Suppose that you have analyzed a genomic dataset and generated figures. You wish to publish these figures and an associated write-up to the project documentation page. Follow these steps:

  • Add the Tasks that generate your figures to ALL_FIGURE_TASKS.
  • Either run the generate_figures.py script to generate all figures, or write your own script to call the generate_figures function on just your newly added Tasks. In either case, your figures will be copied into docs/_figs
  • Document your analysis by adding a markdown file to docs/analysis.
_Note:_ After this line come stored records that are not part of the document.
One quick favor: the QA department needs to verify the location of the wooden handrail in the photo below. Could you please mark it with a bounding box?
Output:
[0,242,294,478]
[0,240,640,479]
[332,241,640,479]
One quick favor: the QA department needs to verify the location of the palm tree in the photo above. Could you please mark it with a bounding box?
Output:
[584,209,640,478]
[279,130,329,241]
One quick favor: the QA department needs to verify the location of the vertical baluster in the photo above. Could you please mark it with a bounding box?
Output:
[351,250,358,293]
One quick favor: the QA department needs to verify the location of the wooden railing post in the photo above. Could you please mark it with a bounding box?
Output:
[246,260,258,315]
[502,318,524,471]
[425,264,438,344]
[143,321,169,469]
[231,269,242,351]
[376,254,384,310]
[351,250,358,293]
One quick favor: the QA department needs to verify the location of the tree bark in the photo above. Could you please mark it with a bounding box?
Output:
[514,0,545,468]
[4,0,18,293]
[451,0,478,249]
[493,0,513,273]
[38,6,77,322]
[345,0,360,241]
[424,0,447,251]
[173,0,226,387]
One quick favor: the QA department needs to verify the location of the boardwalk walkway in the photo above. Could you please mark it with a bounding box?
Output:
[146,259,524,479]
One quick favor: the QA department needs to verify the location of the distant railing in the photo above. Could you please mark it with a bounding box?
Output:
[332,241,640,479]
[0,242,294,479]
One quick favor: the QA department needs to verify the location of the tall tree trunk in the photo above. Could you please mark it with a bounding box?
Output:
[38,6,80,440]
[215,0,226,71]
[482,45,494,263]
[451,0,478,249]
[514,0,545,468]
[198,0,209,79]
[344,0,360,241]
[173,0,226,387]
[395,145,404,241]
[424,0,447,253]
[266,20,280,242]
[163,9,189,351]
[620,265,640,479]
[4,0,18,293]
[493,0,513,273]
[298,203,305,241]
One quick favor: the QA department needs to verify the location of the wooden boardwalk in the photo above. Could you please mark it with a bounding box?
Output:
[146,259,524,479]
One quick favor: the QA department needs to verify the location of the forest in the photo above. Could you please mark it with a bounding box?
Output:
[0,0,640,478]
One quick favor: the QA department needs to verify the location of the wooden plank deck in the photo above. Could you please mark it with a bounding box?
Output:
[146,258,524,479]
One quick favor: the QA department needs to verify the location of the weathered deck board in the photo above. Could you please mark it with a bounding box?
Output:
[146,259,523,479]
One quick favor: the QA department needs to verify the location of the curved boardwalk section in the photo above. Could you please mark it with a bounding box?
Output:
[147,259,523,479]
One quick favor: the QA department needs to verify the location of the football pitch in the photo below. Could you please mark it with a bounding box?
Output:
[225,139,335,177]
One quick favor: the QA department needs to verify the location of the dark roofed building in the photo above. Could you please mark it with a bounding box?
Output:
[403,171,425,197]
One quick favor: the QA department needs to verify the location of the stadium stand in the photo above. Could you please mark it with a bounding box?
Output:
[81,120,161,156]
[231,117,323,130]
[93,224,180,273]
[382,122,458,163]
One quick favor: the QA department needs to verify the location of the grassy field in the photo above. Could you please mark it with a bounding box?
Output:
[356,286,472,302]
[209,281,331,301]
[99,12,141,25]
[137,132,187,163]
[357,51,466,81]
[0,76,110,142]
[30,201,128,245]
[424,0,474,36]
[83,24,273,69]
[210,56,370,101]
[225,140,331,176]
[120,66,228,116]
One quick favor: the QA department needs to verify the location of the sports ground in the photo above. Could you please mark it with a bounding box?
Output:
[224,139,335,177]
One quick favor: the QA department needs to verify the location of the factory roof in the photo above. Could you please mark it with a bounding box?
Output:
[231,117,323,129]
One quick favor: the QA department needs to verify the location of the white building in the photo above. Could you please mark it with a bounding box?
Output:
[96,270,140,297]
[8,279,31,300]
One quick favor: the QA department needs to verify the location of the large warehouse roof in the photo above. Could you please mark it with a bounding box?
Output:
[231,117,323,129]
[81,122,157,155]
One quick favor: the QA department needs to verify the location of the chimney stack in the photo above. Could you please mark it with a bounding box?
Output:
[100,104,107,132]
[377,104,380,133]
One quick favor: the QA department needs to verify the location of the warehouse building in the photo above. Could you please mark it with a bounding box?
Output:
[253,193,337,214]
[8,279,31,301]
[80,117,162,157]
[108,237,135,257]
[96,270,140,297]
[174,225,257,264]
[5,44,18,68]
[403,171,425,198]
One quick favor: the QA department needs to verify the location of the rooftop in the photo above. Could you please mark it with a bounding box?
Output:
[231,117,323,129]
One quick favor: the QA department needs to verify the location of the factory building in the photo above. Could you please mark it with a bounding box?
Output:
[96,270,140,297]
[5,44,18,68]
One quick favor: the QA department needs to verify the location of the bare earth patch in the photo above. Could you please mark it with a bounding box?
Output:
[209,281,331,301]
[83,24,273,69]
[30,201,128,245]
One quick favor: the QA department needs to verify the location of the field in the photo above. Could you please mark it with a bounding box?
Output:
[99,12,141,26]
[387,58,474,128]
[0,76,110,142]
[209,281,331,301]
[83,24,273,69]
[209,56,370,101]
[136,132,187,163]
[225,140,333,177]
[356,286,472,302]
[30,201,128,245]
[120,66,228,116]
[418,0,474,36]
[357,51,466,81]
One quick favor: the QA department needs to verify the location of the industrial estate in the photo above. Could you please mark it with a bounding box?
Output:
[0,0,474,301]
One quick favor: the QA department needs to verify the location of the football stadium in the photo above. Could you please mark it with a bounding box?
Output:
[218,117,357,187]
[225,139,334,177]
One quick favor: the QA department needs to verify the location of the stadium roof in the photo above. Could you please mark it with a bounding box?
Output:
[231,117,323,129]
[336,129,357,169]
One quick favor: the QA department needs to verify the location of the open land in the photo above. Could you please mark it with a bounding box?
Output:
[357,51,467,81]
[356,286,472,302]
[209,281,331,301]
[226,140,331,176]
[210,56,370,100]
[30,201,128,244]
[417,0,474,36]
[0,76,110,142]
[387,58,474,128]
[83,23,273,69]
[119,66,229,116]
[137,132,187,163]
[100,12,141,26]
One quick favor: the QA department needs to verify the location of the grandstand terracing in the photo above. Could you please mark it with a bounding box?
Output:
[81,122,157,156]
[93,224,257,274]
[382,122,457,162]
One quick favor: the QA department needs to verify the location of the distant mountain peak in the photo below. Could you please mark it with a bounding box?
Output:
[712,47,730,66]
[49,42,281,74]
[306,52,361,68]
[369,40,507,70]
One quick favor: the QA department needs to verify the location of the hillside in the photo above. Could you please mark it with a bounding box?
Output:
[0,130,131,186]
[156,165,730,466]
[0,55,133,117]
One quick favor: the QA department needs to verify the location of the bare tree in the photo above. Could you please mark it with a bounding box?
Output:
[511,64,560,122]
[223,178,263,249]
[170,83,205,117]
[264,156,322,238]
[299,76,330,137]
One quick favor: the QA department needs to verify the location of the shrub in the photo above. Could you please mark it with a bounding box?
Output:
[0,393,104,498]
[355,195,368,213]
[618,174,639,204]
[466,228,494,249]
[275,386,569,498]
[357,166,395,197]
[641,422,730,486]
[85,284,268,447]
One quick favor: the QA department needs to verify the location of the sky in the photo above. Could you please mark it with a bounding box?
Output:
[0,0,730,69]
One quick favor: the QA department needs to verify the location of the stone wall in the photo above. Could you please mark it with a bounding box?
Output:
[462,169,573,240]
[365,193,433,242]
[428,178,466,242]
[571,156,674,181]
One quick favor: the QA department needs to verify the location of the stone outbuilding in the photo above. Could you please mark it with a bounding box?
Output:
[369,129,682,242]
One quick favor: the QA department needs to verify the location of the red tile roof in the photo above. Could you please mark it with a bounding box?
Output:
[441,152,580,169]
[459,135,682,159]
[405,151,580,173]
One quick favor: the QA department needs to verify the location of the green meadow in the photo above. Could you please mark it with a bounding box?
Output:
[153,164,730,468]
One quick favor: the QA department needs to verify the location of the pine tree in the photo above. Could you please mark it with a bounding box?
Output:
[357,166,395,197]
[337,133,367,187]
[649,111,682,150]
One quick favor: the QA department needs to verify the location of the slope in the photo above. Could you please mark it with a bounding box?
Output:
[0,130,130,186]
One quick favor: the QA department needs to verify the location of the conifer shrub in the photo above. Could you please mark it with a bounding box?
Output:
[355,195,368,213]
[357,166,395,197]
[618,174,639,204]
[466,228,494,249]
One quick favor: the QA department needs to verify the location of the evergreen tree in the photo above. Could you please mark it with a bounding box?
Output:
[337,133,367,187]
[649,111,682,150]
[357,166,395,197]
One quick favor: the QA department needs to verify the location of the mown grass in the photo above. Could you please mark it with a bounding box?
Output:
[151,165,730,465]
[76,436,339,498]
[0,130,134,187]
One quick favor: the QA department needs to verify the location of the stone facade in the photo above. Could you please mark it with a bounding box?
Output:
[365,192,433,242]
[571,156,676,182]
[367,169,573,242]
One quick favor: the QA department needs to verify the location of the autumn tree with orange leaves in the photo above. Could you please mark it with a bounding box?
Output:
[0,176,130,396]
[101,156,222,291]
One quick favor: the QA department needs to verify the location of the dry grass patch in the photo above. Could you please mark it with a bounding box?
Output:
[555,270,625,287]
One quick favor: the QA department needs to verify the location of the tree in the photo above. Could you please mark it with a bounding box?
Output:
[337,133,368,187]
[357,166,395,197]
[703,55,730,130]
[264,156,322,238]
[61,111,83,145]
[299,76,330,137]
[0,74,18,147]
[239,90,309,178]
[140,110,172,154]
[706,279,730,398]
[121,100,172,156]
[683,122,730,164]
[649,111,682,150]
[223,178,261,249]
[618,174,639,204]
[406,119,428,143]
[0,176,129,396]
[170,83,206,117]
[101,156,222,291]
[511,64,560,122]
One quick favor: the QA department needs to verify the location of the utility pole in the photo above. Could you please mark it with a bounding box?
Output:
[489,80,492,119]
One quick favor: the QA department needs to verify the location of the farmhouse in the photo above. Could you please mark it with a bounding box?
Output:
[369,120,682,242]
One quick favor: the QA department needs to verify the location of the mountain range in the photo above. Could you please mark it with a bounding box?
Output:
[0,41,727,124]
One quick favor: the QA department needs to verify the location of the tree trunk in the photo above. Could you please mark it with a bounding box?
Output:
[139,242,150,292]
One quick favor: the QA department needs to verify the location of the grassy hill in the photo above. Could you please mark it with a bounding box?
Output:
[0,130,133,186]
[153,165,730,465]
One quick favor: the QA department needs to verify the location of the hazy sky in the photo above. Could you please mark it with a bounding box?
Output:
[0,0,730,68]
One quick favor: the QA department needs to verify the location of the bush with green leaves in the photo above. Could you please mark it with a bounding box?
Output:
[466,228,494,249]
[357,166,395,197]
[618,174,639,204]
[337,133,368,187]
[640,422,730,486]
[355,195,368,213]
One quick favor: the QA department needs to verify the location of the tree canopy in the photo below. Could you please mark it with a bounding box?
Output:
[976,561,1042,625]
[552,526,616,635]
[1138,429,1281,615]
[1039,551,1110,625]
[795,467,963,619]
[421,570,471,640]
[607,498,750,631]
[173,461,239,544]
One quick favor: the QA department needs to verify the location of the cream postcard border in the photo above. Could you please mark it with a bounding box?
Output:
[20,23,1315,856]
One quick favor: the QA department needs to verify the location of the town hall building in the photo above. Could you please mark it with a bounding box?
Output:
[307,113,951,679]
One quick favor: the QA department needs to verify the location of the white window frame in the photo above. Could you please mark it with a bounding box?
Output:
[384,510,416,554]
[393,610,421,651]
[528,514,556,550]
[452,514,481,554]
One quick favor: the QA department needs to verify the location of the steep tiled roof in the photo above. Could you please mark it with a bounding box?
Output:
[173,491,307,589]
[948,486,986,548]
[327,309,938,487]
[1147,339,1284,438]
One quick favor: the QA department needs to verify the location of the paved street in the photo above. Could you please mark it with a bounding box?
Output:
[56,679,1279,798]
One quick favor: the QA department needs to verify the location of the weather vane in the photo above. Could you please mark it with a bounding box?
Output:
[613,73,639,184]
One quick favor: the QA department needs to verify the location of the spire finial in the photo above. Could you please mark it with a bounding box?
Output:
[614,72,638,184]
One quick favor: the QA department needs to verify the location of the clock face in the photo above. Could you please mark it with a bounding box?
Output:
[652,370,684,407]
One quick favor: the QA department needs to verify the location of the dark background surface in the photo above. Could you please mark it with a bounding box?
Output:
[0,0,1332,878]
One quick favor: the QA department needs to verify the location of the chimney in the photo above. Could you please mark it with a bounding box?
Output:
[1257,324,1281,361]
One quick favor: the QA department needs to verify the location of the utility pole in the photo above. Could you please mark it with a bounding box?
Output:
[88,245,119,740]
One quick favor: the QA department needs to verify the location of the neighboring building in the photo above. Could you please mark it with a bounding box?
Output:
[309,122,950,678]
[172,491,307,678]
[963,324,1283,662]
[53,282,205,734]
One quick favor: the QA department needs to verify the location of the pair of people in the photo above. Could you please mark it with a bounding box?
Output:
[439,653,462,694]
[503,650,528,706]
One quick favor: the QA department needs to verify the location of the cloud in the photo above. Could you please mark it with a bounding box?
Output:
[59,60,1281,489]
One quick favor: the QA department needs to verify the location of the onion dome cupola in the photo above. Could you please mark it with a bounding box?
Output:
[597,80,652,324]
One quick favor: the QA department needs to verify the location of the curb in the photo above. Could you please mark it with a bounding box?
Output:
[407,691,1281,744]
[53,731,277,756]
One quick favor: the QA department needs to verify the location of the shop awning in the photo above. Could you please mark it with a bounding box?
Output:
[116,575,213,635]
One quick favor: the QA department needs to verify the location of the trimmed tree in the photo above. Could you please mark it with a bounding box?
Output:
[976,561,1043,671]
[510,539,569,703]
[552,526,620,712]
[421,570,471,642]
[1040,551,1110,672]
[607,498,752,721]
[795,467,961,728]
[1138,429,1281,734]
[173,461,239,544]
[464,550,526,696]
In your write-up, include your figures by referencing their location in docs/_figs.
  • Upload your figures using push_figures.py.
  • Create a pull request with your changes (see Standard Workflow).

Advantages

This programmatic approach is undoubtedly more complex than the link-based approach. Nevertheless, this workflow, in which figures are represented as Tasks, has several advantages;

  • Figure Lineage: Since figures are represented as build-system Tasks, it is straightforward to determine exactly the datasets and analysis used to produce any given figure. This supports that project principle of automated reproducibility and is consistent with data-science best practices.
  • Figure Upgrades: Since figures are represented as build system Tasks, any improvement to that code that generates a particular class of figures can easily be propagated to all figures of that class.

  1. The script regenerate_figures.py is similar to generate_figures, but forces the tasks which create the figures to be rerun. This useful if, for example, one of your plotting Tasks has changed and you wish to propagate this change to all plots generated with this Task.